Abstract
# Plant ID (Galvanize q3 Project)
### by Hayden Turek and James Proett

[https://plant-id.mybluemix.net/](https://plant-id.mybluemix.net/)
### Abstract
The intention of "Plant ID" is to classify and map instances of invasive plant species in the Austin area (and more broadly the entire state of Texas). The current effort to mitigate non-native plant species is a task limited to specialists who have an understanding of native/non-native plants and their diverse morphology at different developmental as well as seasonal stages. This project seeks lower the barrier of entry for contributing to mitigation efforts by incorporating image recognition technology. A layperson can now go out and run an image of a plant trough Plant-ID and with relative confidence classify an instance of an invasive plant. If the description and image provided match the field observation, the user can submit their photo where the location, species name, and confidence of the match is stored in our database, where it can later be accessed and validated by experts. We belive that this crowdsourced approach to identifying and chronicling instances of invasive plants can take a great deal of strain off the Parks Department resources.
### Acknowledgements
We would like to acknowledge: Louis René Barrera (Environmental Conservation Information Specialist, City of Austin Natural Resources Division), Christopher Ryan Sanchez (Culture and Arts Education Specialist, Austin Parks & Recreation Natural Resources Management - Zilker Botanical Gardens), Cynthia D. Klemmer, Ph.D. (Environmental Conservation Program Manager, Austin Parks & Recreation Nature Based Programs), Kayla Miloy (Environmental Specialist, Travis County Transportation and Natural Resources), Allison Hardy (Senior IT Geospatial Analyst, Austin Parks & Recreation) and Kimberly McNeeley (Acting Director, Austin Parks & Recreation Office of the Director) for their insights into the unfamiliar world of plant identification. The information we gained from taking with them, was crucial in the initial stages of the project.
### Background
"Plant ID" did not originate as an idea; it began simply as a desire to use IBM Watson Visual Recognition for plant taxonomy. The idea itself - train an instance of the service to identify invasive plant species prolific in the state of Texas - was derived from much research. It was the kind of research that gets inspired by constraint and creativity. Unless you are willing to incur overhead, which we were not, IBM limits Bluemix developers to one Watson Visual Recognition custom classifier and a maximum of 5,000 training images for that classifier. Having found the default classifier lacking and wishing to train our own, limiting the scope was thus mission critical, and so we set out in search of education.

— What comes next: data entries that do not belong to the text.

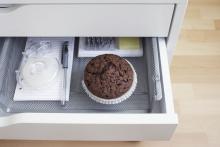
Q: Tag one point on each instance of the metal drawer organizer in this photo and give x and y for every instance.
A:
(142, 101)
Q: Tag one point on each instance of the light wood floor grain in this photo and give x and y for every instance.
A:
(196, 85)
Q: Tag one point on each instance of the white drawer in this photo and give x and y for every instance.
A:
(149, 20)
(89, 125)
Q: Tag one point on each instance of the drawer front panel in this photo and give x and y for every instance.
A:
(86, 20)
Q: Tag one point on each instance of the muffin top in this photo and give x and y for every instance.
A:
(108, 76)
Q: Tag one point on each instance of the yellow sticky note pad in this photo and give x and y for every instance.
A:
(128, 43)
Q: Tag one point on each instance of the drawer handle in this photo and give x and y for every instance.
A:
(158, 89)
(6, 8)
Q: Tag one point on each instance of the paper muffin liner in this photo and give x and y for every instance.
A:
(114, 100)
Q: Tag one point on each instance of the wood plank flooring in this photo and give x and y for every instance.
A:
(195, 74)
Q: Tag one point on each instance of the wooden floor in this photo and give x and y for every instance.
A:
(196, 85)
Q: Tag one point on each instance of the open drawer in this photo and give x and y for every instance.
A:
(140, 117)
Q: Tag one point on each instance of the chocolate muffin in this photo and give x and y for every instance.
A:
(108, 76)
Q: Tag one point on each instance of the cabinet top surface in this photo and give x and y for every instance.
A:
(88, 1)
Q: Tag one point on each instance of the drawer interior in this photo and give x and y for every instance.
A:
(142, 101)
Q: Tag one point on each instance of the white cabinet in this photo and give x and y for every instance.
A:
(141, 118)
(87, 20)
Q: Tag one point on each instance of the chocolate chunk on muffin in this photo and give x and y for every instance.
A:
(108, 76)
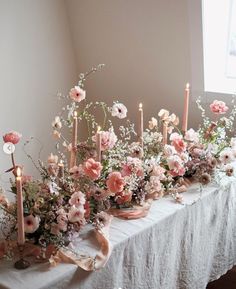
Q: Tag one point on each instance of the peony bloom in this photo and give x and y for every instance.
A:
(57, 123)
(115, 182)
(152, 123)
(218, 107)
(31, 223)
(12, 137)
(92, 169)
(76, 214)
(77, 199)
(52, 159)
(192, 136)
(77, 94)
(119, 110)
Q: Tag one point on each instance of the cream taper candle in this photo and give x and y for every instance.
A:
(186, 106)
(20, 208)
(74, 140)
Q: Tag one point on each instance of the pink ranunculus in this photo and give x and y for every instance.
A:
(115, 182)
(77, 94)
(124, 197)
(108, 140)
(92, 169)
(76, 214)
(76, 172)
(31, 223)
(77, 199)
(218, 107)
(12, 137)
(179, 145)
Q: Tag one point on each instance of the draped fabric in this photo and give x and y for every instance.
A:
(174, 247)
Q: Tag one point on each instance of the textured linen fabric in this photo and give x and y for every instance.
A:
(175, 247)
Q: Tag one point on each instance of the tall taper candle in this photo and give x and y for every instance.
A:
(74, 140)
(99, 143)
(165, 128)
(186, 105)
(20, 209)
(141, 124)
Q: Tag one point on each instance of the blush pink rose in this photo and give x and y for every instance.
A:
(108, 139)
(12, 137)
(77, 199)
(218, 107)
(92, 169)
(31, 223)
(77, 94)
(124, 197)
(115, 182)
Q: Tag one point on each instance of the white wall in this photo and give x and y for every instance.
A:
(36, 61)
(145, 46)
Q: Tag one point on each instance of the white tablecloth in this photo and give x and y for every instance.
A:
(174, 247)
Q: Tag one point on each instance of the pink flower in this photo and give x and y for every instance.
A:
(108, 140)
(124, 197)
(76, 214)
(31, 223)
(176, 166)
(192, 136)
(77, 94)
(12, 137)
(218, 107)
(76, 172)
(77, 199)
(115, 182)
(92, 169)
(119, 110)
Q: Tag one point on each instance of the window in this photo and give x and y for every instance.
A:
(219, 45)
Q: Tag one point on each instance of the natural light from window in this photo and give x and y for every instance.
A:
(219, 45)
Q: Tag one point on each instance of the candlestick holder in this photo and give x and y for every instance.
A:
(21, 263)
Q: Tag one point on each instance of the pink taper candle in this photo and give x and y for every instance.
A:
(20, 209)
(99, 143)
(186, 105)
(74, 141)
(141, 124)
(165, 128)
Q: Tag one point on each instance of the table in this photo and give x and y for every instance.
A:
(175, 247)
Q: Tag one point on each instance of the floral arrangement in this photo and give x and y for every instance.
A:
(84, 181)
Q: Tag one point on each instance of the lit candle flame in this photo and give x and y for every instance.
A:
(18, 172)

Our initial thought was to approach the University of Texas, but it was made clear early on that they would not help us. Though this was disheartening, we did not give up, deciding then to visit a number of government buildings in downtown Austin where we met and talked with a whole host of helpful civil servants.
Drawing on the things learned, we ultimately decided to go with invasive plant species in Texas, mostly because it checked every box important to us: relevant, useful, and feasible. Since there are only a few species actively threatening the state ecosystem at a given time, we were able to provide a greater number of training examples for each species, making each respective class highly accurate.
#### A Novel Solution
Perhaps the most interesting facet of this admittedly overly ambitious undertaking was the solution by which we solved the problem of the data.
Those familiar with cognitive will know that the type of images needed for high confidence are not the kind typically kept by governments or universities. The image set for each class needed to be large and visibly diverse for us to have any hope of developing an application halfway usable.
After days scouring the web for publicly available datasets and finding none, we came across something interesting: a website called TexasInvasives.org and the "Invaders of Texas" program...
According to the site, "The Invaders of Texas Program is an innovative campaign whereby volunteer 'citizen scientists' are trained to detect the arrival and dispersal of invasive species in their own local areas. That information is delivered into a statewide mapping database and to those who can do something about it. The premise is simple. The more trained eyes watching for invasive species, the better our chances of lessening or avoiding damage to our native landscape."
Then it hit us: "That information" **included images:** crowd-collected, expert-validated images shot with different cameras, in different locations, with different lighting, from different angles, by different people - *all* hosted at TexasInvasives.org. It wasn't a coherent dataset, but we knew almost instantly that if we could only mine and organize it, it wouldn't just be a dataset; it would be the *ultimate* dataset.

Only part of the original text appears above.